第249話 奴隷の方

 また、王宮から呼出状が届けられた。


 それも、〈外事局〉だ。外国との折衝を行う役所が、僕に一体何の用があるっていうんだ。

 誰か教えてほしい。〈リク〉に聞いても分からない。

 犬に聞いても分からないだろうから、お巡りさんに聞きたいぐらいだ。

 ワンワンワワンだ。


 また、授業をサボって、「〈外事局〉の用件とは何でしょう」と首を捻るだけの〈リク〉を連れて、仕方なく向かうことにした。
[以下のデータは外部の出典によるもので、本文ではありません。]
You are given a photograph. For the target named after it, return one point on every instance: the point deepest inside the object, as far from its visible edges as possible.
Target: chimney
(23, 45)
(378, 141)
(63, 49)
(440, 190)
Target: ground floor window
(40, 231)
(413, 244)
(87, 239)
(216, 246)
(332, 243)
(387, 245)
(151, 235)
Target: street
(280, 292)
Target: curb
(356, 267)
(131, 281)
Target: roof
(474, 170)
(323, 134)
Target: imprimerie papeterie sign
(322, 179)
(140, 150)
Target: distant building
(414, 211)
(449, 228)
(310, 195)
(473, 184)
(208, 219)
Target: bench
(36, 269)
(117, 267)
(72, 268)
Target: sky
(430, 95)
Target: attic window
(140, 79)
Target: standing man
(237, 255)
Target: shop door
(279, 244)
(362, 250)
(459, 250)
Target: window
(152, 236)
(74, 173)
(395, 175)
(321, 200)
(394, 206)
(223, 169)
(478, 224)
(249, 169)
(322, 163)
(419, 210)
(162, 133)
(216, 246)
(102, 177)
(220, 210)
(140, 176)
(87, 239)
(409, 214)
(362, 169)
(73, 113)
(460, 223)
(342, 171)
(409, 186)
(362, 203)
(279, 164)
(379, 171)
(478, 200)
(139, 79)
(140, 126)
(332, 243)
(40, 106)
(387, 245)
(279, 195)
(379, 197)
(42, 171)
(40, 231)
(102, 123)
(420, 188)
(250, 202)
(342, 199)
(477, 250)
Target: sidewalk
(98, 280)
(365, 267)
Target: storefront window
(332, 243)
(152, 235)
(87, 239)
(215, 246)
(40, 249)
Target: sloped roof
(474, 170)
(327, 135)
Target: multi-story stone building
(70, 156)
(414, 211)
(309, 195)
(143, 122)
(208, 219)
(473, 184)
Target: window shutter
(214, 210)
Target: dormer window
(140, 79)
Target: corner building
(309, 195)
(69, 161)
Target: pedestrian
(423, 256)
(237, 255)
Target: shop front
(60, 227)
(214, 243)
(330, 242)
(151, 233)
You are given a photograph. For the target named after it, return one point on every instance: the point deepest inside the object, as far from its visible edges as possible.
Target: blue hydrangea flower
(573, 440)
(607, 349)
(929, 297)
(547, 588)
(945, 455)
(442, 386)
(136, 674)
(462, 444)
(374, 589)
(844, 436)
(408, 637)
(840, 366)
 〈外事局〉に着くと、ビシッとした服装の銀縁眼鏡の職員が応対に出てきた。

 銀縁眼鏡と尖った顎が、頭脳明晰で冷酷な印象を与えてくる。

 唇が薄いのも、酷薄な感じを助長している。要は、体温が低くて三十四度くらいの冷たさだ。

 何となく、こちらを値踏みしているようにも思える。

 口元だけで、ニヤニヤと笑っていて、すこぶる感じが悪いな、コイツ。


 《青燕》を卒舎したエリートなんだろうが、僕は伯爵様だぞ。もっと敬意を払い賜え。

 若くて抜けている顔だと思って、侮っているんだろう。

 せめてニヤニヤ笑いだけでも、止めて欲しい。

 ニヤニヤされる度に、心が鉛筆削りの様に削られていくんだ。

 あまり削られると、柔らかな芯が折れるんだよ。


 「《ラング》伯爵様、お呼びだてして申し訳ないです。今回来て頂いたのは、先の《ベン》島奪回作戦のことなのです」


 んー、《ベン》島奪回作戦。もう終わった話じゃないのか。

 それに、戦争と〈外事局〉の関係は何だろう。今頃、《インラ》国からクレームが入ったのか。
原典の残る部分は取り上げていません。